Странный парень этот Роден — видно же, что он весь трясется от холода, но ни за что не хочет ложиться на поролон. Джеф с ним и так и эдак: и уговорами, и угрозами — ничего не помогало, но тем не менее каждый вечер я расстилал рядом с ним этот черный матрасик, а утром вновь складывал его. Роден же всю ночь трясся рядом. Ну что ж, ему виднее…
31 января, среда, сто девяностый день.Проснулись от отчаянного лая собак часов в пять утра и поняли, что кто-то из них отвязался. Джеф выглянул из палатки. Отвязался Арроу — пес из упряжки Кейзо, а это, по нашим неписаным правилам, предполагало, что привязывать его должен был Кейзо, и поэтому Джеф со спокойной совестью вновь забрался в мешок. Собаки не унимались, а Кейзо все не вставал. Незаметно подошло время подъема, и я вылез из палатки. Арроу по-прежнему гулял сам по себе, не обращая никакого внимания на неистовство остальных собак, завидовавших ему черной завистью. Я поймал Арроу и повел его на место. Наверное, со стороны я был похож на Маугли с Багирой на поводке за тем небольшим исключением, что на Маугли была хоть набедренная повязка, на мне же не было ничего, и мне было несколько холоднее, чем Маугли, да и Багира моя, в отличие от киплинговской, не отличалась особой сообразительностью: за каких-то полчаса пребывания на свободе она ухитрилась описать все в радиусе 100 метров, в том числе и мои лыжи, по обыкновению воткнутые в снег довольно далеко от лагеря. Во время завтрака, состоящего из многочисленных бутербродов с сыром и джемом, опять захандрил примус. Интересно, что смена генератора, всегда действовавшая самым радикальным образом, на этот раз не помогла — примус продолжал работать неустойчиво, так что пришлось отложить ремонт до вечера. Сегодня потеплело (с утра минус 41 градус) и легкий ветер с юга. Весь день двигались главным образом рядом с колеей. Около 155-й вехи, как мы и договаривались накануне, ребята оставили нам два ящика с собачьим кормом, которые мы с Джефом погрузили на наши нарты. Прошли за день 48 километров, а до Комсомольской еще около 90. «Траксантарктика» уже на 508-м километре и завтра приходит на Комсомольскую.

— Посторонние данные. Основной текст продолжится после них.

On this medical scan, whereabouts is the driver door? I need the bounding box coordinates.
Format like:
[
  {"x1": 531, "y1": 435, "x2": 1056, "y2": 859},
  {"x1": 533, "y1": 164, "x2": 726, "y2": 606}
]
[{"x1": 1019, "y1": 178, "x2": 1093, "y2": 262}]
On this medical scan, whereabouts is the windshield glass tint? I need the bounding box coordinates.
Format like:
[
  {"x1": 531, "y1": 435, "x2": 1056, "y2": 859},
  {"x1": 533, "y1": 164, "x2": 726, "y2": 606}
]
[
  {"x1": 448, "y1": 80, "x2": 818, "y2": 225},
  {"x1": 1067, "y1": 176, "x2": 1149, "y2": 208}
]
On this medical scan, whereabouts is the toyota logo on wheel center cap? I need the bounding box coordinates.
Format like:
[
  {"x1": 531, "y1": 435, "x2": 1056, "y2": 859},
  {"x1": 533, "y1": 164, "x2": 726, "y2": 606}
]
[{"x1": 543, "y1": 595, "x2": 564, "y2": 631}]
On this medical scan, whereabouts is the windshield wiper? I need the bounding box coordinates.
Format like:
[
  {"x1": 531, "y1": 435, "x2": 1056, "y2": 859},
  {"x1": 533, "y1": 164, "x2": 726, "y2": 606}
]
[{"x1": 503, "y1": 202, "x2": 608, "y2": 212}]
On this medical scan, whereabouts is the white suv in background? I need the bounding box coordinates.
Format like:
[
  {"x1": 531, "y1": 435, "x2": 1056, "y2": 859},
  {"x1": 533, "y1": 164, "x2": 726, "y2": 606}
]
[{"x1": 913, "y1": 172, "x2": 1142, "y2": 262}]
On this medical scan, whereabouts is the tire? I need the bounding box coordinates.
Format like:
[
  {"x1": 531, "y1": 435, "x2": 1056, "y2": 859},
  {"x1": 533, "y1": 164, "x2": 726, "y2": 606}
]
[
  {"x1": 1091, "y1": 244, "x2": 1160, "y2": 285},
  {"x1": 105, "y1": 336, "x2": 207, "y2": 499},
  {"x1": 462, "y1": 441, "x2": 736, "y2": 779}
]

Вечером обнаружил опухоль на верхней десне справа и вспомнил, что ночью у меня болели зубы, и вот вам результат. Не знаю в чем дело, но думаю, что это не от холода — слишком уж хорошую закалку я прошел в этой экспедиции. С седьмого августа я не пропускал практически ни одного дня, в любую погоду принимал снежный душ и, что называется, ни разу не чихнул, а тут… Посмотрим, в какую сторону будут развиваться события.